El hotel, que llevaba cerrado por impago a sus trabajadoras desde 2010, fue ocupado en mayo de 2016. La ocupación fue aparentemente ‘improvisada’ y sin ninguna organización grande detrás para acoger y dar alojamiento al gran número de personas refugiadas que llegaban principalmente a una plaza cercana. Además para hacer contrapeso a la presencia, también en los alrededores, de una sede del partido neonazi Amanecer Dorado.

Actualmente, cómo ya se ha indicado en un párrafo anterior, alberga a más de 400 personas, de las cuales, más de 165 son niñ@s. En el hotel se programan distintas actividades enfocadas a todo este perfil de personas. Destacan obviamente el Espacio Infantil y, asimismo, el de Mujeres dónde se busca especialmente que éstas se relacionen entre sí y que hagan más actividades fuera de las habitaciones del hotel. Cómo no podía ser de otra forma, las clases de griego también suponen una de las principales actividades del recinto.

El CITY PLAZA, también tiene sus restricciones: la prohibición del consumo de alcohol y del uso de la violencia, así como la de subir alimentos a las habitaciones. Asimismo, y salvo una razón especial, todas y cada una de las personas allí alojadas deberán al menos cumplir con un turno de trabajo de tres horas a la semanas. Así se pretende fomentar la participación colectiva y la implicación integral en el proyecto.

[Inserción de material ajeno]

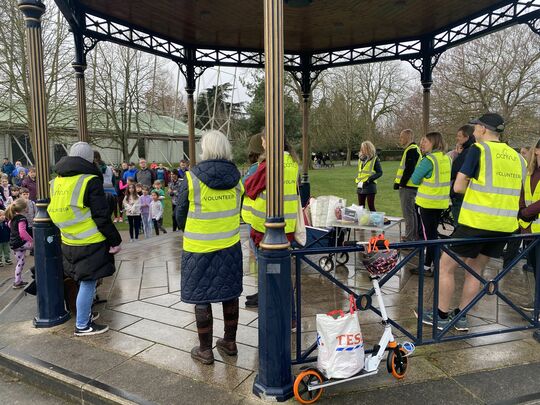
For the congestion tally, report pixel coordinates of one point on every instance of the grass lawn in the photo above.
(338, 181)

A continuación, volvimos a subir a la primera planta, a la zona de la cafetería. Allí pudimos observar los distintos cuadrantes en el que se organizan los turnos de trabajo, así como las distintas normas de comportamiento para dentro del hotel. todo ello pegado en distintas pizarras y corchos. Mostramos un especial interés en colaborar de algún modo en sus tareas cotidianas, confirmando David y Gerardo su participación en el siguiente turno de vigilancia nocturna. Finalmente, nos condujeron a la cocina para que pudiéramos colaborar en la preparación de la cena de ese día.

Así, mientras pelábamos y cortábamos patatas asesoradas por el equipo de cocina, liderado por un antiguo chef de cocina con experiencia laboral en su país, intercambiábamos impresiones sobre esta iniciativa de autogestión y de colaboración entre refugiadas y voluntarias de distintos orígenes para dar respuesta a un problema concreto y nos quedamos pensando en cómo un modelo así puede ser extensible a otras realidades.